Another character, Jon Snow, is the bastard son of Edard Stark.  He is sent to 'the Wall' but eventually becomes a leader.  His younger sister and brother in the meantime are having adventures of their own.  The younger brother early on, catches Cersei and her brother in flagrante delecto and is tossed from a tower with no memory of what happened and paralysed.  His sister, who wants to be a warrior, ends up alone after her father's death and abducted by reprobrate who plans to sell her off.  They begin to form a strange alliance on their journey and this is another sub plot.  The middle sister, Sansa, becomes a major character and is meant to be married to the horrid Joffrey but, when he chooses another bride, is instead later married to Tyrion Lannister, the dwarf, for whom she cares not at all.

She is rescued after Tyrion is accused of Joffrey's murder by Petyr Baelis, the Machiavellian character of the series.  He, no doubt, has plans to make her Queen of his own kingdom when he finds one.  He is an incredibly polished devious man who represents the higher public servants of the world everywhere.  He schemes and manipulates right down to telling whores how to do their job.

In fact there are many sub plots and major plots but they are beginning to come together.  Nonetheless they are often glued by grisly deaths.  Lesser characters in the series all have complexity and add considerable weight to an extraordinary plot.  Each scene is meticulously put together from the costumes, the fabulous sets and lighting to create mood and ambience.  Never in my mind has there been a more perfect show.  I doubt there ever will be again.
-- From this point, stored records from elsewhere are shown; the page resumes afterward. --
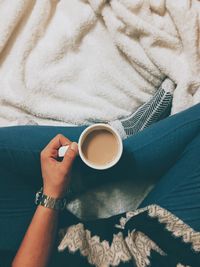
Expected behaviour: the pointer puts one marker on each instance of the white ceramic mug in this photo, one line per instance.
(84, 134)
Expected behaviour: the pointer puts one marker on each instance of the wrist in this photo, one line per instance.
(54, 192)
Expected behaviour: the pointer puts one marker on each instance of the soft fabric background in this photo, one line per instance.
(75, 62)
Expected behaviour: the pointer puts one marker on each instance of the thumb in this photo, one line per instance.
(70, 155)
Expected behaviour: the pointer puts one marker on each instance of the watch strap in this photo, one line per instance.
(49, 202)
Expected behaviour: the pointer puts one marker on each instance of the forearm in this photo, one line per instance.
(39, 239)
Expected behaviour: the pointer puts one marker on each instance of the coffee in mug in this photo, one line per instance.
(100, 146)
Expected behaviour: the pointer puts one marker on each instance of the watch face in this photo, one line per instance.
(37, 197)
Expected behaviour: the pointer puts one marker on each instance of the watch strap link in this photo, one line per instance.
(50, 202)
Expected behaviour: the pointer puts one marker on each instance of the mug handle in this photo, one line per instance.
(62, 150)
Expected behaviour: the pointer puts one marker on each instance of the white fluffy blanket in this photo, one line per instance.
(75, 62)
(82, 61)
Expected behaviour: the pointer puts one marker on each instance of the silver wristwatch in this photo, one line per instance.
(49, 202)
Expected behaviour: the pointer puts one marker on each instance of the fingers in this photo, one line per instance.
(51, 150)
(58, 141)
(70, 155)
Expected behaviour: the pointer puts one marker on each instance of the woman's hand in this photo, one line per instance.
(56, 174)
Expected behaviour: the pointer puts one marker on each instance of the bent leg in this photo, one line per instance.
(179, 189)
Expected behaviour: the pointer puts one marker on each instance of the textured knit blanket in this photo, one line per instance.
(84, 61)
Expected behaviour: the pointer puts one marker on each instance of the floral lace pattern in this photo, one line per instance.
(136, 246)
(173, 224)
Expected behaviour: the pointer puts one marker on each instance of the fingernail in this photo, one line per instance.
(74, 146)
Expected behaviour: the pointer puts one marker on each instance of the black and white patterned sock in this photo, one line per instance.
(157, 108)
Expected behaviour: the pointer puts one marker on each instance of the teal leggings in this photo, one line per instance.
(168, 151)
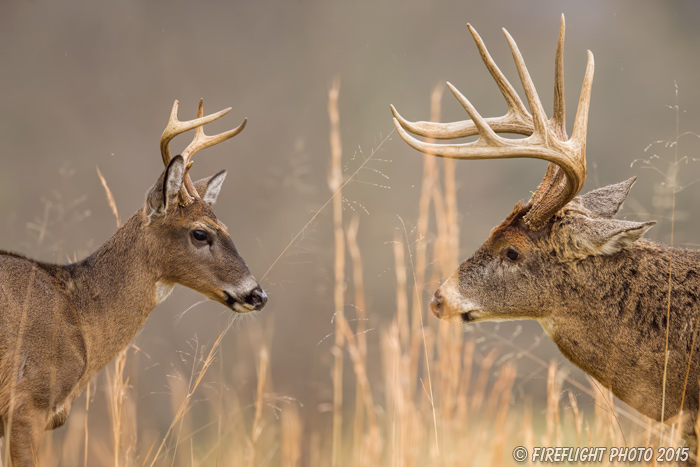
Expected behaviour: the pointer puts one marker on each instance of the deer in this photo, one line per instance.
(620, 307)
(60, 324)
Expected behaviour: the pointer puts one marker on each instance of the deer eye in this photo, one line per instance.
(512, 254)
(200, 235)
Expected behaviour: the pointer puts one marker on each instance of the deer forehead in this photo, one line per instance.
(509, 236)
(202, 218)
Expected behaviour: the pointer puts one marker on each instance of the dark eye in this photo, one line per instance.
(200, 235)
(512, 254)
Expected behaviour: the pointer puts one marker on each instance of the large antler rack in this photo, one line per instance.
(188, 193)
(546, 139)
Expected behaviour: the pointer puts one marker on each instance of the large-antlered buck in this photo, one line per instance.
(60, 324)
(613, 302)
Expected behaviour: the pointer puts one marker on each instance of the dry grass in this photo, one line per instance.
(441, 398)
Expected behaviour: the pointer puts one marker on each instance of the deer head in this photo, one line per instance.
(512, 275)
(196, 249)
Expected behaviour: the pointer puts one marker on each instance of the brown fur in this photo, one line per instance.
(60, 324)
(601, 294)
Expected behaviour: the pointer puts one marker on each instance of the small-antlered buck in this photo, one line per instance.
(600, 291)
(60, 324)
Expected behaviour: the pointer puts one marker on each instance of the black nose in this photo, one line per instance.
(436, 304)
(257, 298)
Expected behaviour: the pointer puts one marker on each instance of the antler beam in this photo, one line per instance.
(545, 139)
(200, 141)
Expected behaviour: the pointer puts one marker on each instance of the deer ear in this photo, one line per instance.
(209, 188)
(606, 236)
(605, 202)
(164, 193)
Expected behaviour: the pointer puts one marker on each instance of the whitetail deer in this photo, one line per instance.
(599, 290)
(60, 324)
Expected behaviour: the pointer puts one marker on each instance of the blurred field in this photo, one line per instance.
(345, 365)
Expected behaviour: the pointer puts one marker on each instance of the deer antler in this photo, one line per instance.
(200, 141)
(545, 139)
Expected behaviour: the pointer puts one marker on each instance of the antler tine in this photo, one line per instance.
(176, 127)
(546, 139)
(201, 141)
(517, 119)
(553, 175)
(559, 114)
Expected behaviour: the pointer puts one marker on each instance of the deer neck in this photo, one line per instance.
(115, 289)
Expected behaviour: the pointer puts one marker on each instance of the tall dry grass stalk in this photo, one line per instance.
(441, 397)
(335, 182)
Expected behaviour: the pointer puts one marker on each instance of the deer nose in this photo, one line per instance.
(257, 298)
(436, 304)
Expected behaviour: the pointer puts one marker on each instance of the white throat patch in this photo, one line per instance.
(163, 289)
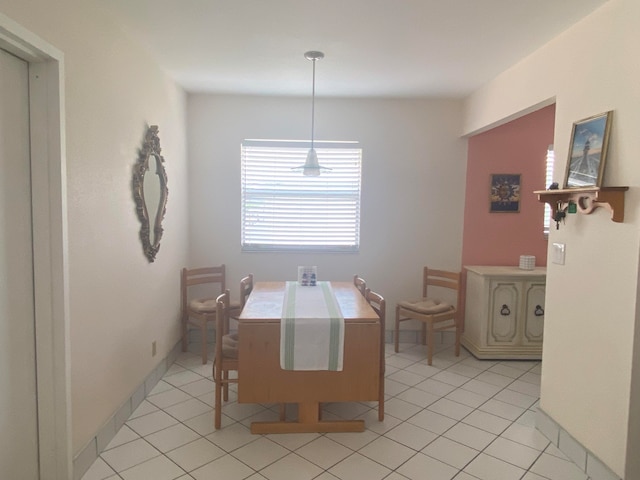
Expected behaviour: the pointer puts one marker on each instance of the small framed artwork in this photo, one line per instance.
(588, 151)
(505, 193)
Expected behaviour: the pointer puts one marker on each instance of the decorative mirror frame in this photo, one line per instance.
(150, 150)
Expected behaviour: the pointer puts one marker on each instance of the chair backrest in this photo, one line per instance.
(378, 303)
(441, 278)
(360, 284)
(200, 276)
(246, 287)
(222, 321)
Did I mention there are dragons?  Daenerys is also known as Kaleeshi, 'the mother of dragons' and these, the wolves of Northfell and the Wildlings make up the only supernatural parts of the show.  None is overdone so the sense of realism prevails. 

Am I raving?  Those of you who watch it know I'm not.  Those who don't watch it have the pleasure of discovering that I'm not.

It is like a modern version of Shakespeare, but his Globe Theatre is the Media and the best artisans of their time are his producers and actors.  If he were alive today he would be glued to his television set and waiting for the next episode.  In this show I'm sure he would have felt he had found his peers.

I salute the author of the books on which the series is based, George R.R. Martin.  Perhaps his double, middle initials give a hint to the fact that he likes to make things complex.  Whatever the reason I am in awe of him.

I also salute two masters of film making in David Benioff and D.B. Weiss.  The latest issue of Vanity Fair calls this show the best television series ever made.  That is high praise from the highly respected News Journal.  However it is its fans all over the world that prove that quality still wins over crass.  In the sit-com "The Big Bang Theory", which I confess to liking immensely, even Sheldon has something to say about it.  "How good is "Game of Thrones"," he enthuses.  From this shows producers, through him, comes high praise.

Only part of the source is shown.